Kaiser Permanente agreed to pay $556 million to the federal government and whistle-blowers to settle civil claims that it overbilled Medicare Advantage, according to a recent New York Times article. The Justice Department and relators alleged Kaiser inflated patient diagnoses to secure higher risk-adjusted payments from Medicare. The lawsuits date back more than a decade, and the government joined them in 2021.
Under the settlement, Kaiser did not admit wrongdoing. In a statement on its website, the organization said it settled to avoid protracted litigation and that the dispute centered on interpreting documentation requirements under the Medicare risk adjustment program.
The Justice Department said Kaiser clinicians were routinely urged to add diagnoses, sometimes long after treatment, to increase risk scores and corresponding government payments. The government estimated these practices generated about $1 billion for Kaiser from 2009 to 2018. The complaint also described group coding sessions and alleged links between added diagnoses and clinician compensation.

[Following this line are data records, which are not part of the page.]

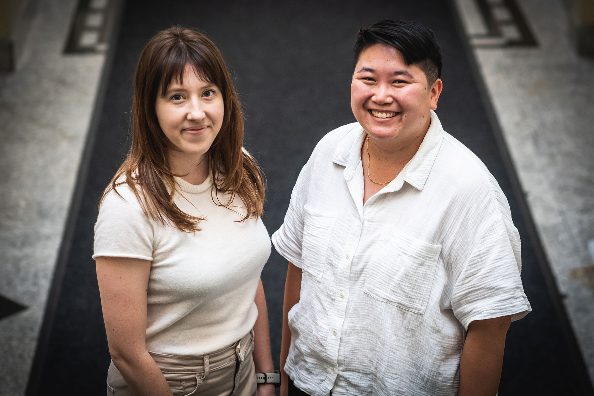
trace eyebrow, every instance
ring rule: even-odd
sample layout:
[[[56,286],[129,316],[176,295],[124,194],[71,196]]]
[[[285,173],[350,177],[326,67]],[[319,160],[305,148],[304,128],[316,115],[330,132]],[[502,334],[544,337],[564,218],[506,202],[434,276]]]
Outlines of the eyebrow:
[[[361,73],[361,72],[369,72],[369,73],[375,73],[375,69],[372,69],[371,68],[361,68],[361,69],[359,70],[359,71],[358,71],[357,73]],[[394,72],[394,75],[395,76],[400,75],[405,75],[407,77],[410,77],[410,78],[413,78],[412,75],[409,73],[406,70],[397,70],[396,71]]]

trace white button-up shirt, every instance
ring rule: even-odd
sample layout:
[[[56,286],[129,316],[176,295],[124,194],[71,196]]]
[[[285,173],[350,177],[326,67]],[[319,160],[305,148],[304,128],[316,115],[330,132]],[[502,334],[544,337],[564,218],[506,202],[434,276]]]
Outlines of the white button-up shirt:
[[[474,320],[530,311],[520,238],[495,178],[431,124],[398,177],[363,205],[357,123],[303,167],[277,251],[303,271],[285,370],[327,395],[456,395]]]

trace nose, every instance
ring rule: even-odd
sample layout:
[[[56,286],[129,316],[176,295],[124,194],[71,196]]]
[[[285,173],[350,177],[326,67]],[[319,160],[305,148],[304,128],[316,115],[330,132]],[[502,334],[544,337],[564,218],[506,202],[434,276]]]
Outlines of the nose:
[[[204,118],[204,107],[200,99],[188,101],[187,117],[188,120],[201,120]]]
[[[389,104],[394,101],[390,87],[385,84],[377,85],[371,100],[378,104]]]

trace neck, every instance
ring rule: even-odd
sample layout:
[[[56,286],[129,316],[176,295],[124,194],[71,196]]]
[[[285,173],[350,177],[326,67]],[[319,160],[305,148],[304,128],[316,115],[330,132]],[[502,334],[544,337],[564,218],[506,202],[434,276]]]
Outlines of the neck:
[[[169,160],[173,173],[189,183],[200,184],[208,177],[207,153],[189,157],[178,153],[170,153]]]

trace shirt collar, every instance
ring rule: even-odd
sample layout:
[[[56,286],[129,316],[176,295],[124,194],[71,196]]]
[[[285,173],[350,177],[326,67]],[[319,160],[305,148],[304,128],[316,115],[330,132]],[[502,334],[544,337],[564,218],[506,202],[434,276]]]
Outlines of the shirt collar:
[[[433,167],[433,163],[437,157],[444,137],[441,123],[433,110],[431,110],[431,124],[416,154],[398,177],[383,189],[383,192],[400,190],[404,181],[417,190],[423,189]],[[361,161],[361,145],[363,144],[365,136],[365,130],[358,123],[355,123],[334,150],[333,161],[339,165],[346,167],[345,174],[355,170]]]

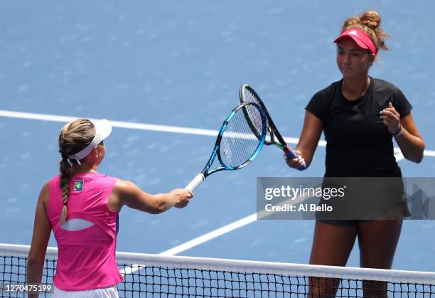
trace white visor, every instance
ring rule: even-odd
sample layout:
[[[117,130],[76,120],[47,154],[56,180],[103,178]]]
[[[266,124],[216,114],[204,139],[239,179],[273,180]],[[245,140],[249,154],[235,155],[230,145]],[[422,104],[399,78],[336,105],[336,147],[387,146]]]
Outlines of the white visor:
[[[90,144],[83,150],[76,153],[74,155],[70,155],[68,156],[68,159],[75,159],[79,162],[79,164],[80,160],[87,156],[87,155],[92,151],[94,148],[101,143],[103,139],[109,137],[112,132],[112,124],[109,120],[105,119],[102,120],[91,120],[90,119],[89,121],[92,122],[94,127],[95,127],[95,137],[94,137],[94,139],[92,139],[92,142],[91,142]]]

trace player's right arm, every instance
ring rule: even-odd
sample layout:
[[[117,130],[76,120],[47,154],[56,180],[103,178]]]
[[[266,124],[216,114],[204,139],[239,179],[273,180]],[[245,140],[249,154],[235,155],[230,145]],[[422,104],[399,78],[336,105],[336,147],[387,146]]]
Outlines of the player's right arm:
[[[320,119],[310,112],[306,112],[301,137],[294,151],[296,155],[302,156],[307,167],[313,160],[314,152],[322,134],[323,127],[323,124]],[[286,159],[286,162],[291,168],[298,169],[301,166],[301,160],[298,159]]]
[[[110,195],[109,207],[119,211],[126,205],[151,214],[161,213],[172,206],[183,208],[193,194],[186,189],[174,189],[168,193],[151,195],[131,181],[118,179]]]

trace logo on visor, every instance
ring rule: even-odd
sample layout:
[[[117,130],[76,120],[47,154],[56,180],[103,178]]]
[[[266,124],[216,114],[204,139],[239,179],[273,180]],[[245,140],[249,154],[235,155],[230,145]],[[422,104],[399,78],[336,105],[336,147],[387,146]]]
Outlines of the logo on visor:
[[[83,180],[76,180],[74,181],[74,192],[80,193],[83,191]]]

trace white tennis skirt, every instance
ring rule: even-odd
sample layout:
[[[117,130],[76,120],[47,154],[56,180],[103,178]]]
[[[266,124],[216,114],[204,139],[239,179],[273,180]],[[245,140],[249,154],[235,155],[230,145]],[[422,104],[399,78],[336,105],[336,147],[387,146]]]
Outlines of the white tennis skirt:
[[[52,297],[55,298],[118,298],[117,285],[86,291],[64,291],[54,287]]]

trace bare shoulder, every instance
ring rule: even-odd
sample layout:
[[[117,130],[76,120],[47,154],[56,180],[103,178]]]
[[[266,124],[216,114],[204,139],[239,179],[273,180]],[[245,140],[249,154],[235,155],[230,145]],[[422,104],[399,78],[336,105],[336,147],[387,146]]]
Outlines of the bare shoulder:
[[[48,206],[48,199],[50,198],[50,181],[46,182],[41,190],[39,193],[38,203],[42,203],[45,210]]]
[[[125,195],[134,191],[135,188],[137,186],[133,182],[117,179],[112,192],[118,196]]]

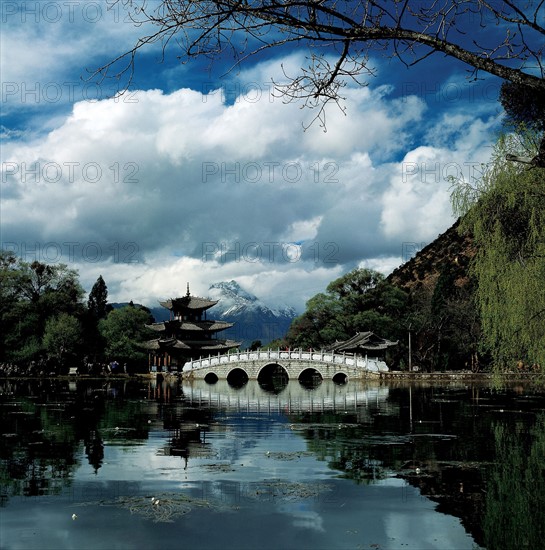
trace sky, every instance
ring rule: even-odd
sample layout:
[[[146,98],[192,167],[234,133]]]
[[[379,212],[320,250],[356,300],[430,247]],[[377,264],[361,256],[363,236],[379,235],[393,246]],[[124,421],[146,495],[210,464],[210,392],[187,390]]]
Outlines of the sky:
[[[471,179],[500,128],[500,82],[434,55],[343,90],[326,131],[272,85],[301,47],[181,63],[137,57],[129,90],[88,80],[144,34],[103,1],[1,4],[0,240],[26,261],[99,275],[111,302],[156,306],[236,280],[272,307],[356,267],[385,275],[455,218],[449,176]],[[310,124],[310,126],[309,126]]]

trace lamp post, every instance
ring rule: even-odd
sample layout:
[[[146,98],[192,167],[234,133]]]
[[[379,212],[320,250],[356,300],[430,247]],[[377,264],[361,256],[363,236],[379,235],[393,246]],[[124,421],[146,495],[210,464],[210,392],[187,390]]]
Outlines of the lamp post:
[[[413,371],[412,354],[411,354],[411,325],[409,325],[409,372]]]

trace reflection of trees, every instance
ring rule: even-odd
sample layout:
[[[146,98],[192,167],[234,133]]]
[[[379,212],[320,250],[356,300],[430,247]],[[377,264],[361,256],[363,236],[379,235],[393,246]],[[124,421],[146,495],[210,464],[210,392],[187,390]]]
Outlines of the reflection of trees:
[[[141,385],[123,381],[74,382],[9,379],[0,384],[0,492],[58,494],[71,484],[83,442],[95,470],[102,465],[102,435],[147,439]],[[116,426],[127,426],[116,434]]]
[[[493,426],[496,460],[487,483],[483,527],[489,550],[543,548],[545,541],[545,415],[529,430],[520,422]]]

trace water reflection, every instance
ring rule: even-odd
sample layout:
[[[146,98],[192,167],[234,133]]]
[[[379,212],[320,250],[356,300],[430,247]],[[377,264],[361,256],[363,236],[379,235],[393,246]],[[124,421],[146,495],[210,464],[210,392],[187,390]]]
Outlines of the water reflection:
[[[127,512],[119,521],[138,531],[138,548],[153,544],[154,521],[176,524],[187,514],[189,547],[203,542],[192,529],[206,521],[223,532],[205,530],[208,547],[255,547],[249,518],[286,548],[540,547],[542,390],[278,382],[2,381],[2,539],[18,532],[22,510],[39,506],[32,499],[53,498],[52,516],[74,501],[96,521],[106,504]],[[158,495],[164,507],[149,508]],[[232,515],[239,510],[244,520]],[[282,535],[278,517],[290,518]],[[455,538],[434,540],[446,517],[471,536],[451,523]],[[423,518],[426,533],[403,530]],[[356,527],[363,520],[373,526],[365,535]],[[165,533],[163,546],[175,547],[179,536]],[[303,534],[304,544],[290,544]],[[112,533],[93,544],[116,540]]]

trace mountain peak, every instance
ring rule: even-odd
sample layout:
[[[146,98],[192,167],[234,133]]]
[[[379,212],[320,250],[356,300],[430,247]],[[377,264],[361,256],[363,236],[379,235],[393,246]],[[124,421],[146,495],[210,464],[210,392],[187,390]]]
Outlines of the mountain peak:
[[[257,301],[257,297],[249,292],[246,292],[236,281],[221,281],[219,283],[213,283],[210,285],[210,293],[214,296],[214,299],[220,298],[225,300],[226,298],[239,298],[241,300],[247,300],[249,302]]]
[[[209,296],[219,303],[210,316],[235,323],[225,335],[248,346],[254,340],[263,344],[284,336],[297,312],[293,308],[271,309],[236,281],[221,281],[209,287]]]

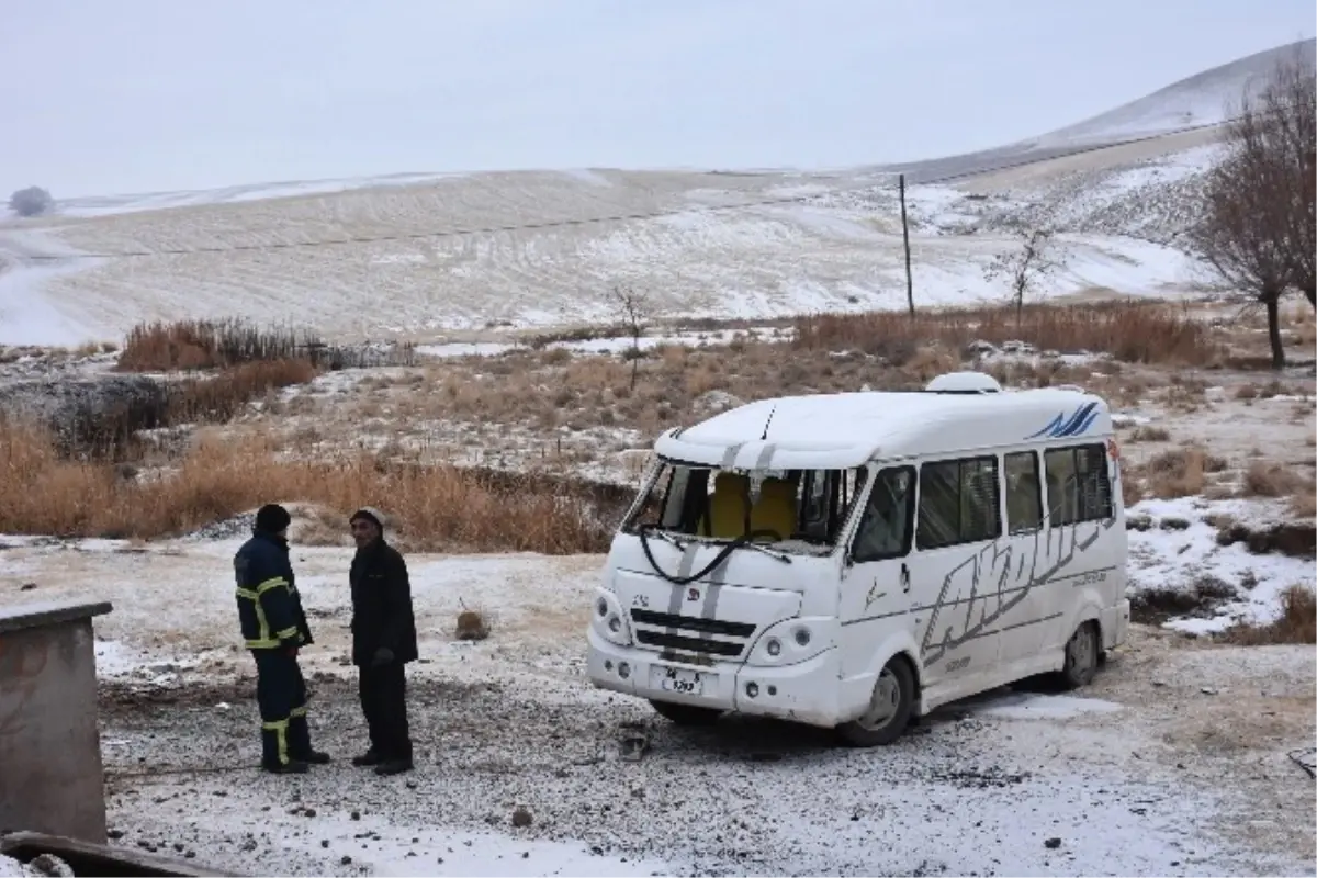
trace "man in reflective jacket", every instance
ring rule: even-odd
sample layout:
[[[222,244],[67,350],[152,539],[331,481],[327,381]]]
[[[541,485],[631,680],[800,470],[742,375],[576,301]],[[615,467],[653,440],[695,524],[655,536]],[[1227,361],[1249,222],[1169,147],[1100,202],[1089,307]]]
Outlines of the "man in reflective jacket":
[[[370,749],[353,765],[375,774],[412,767],[407,729],[407,662],[416,661],[407,563],[385,542],[385,516],[366,507],[349,519],[357,555],[352,561],[352,661],[360,669],[361,711],[370,728]]]
[[[233,555],[233,573],[238,624],[255,658],[261,767],[277,774],[306,774],[308,763],[325,763],[329,754],[311,749],[307,728],[307,684],[298,666],[298,648],[312,641],[288,561],[290,521],[282,505],[261,507],[252,538]]]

One whistle-blower, Dr. James Taylor, a physician and coding expert, helped expose the practices. He described being directed to uncover diagnoses worth millions in additional payments.
The settlement covers Kaiser-affiliated organizations in California and Colorado. Industry oversight of Medicare Advantage coding practices has grown, with multiple large insurers facing similar government suits or settlements. A separate whistle-blower case against UnitedHealth Group is ongoing. UnitedHealth has maintained its coding practices to comply with the Centers for Medicare and Medicaid Services rules.
Regulators have sought to adjust Medicare Advantage payment policies to reduce overbilling, but industry pushback has affected the pace of changes, the Times reported. The Justice Department continues to pursue False Claims Act cases in this area. (Based on reporting by Reed Abelson and Margot Sanger-Katz, The New York Times, Jan. 14, 2026.)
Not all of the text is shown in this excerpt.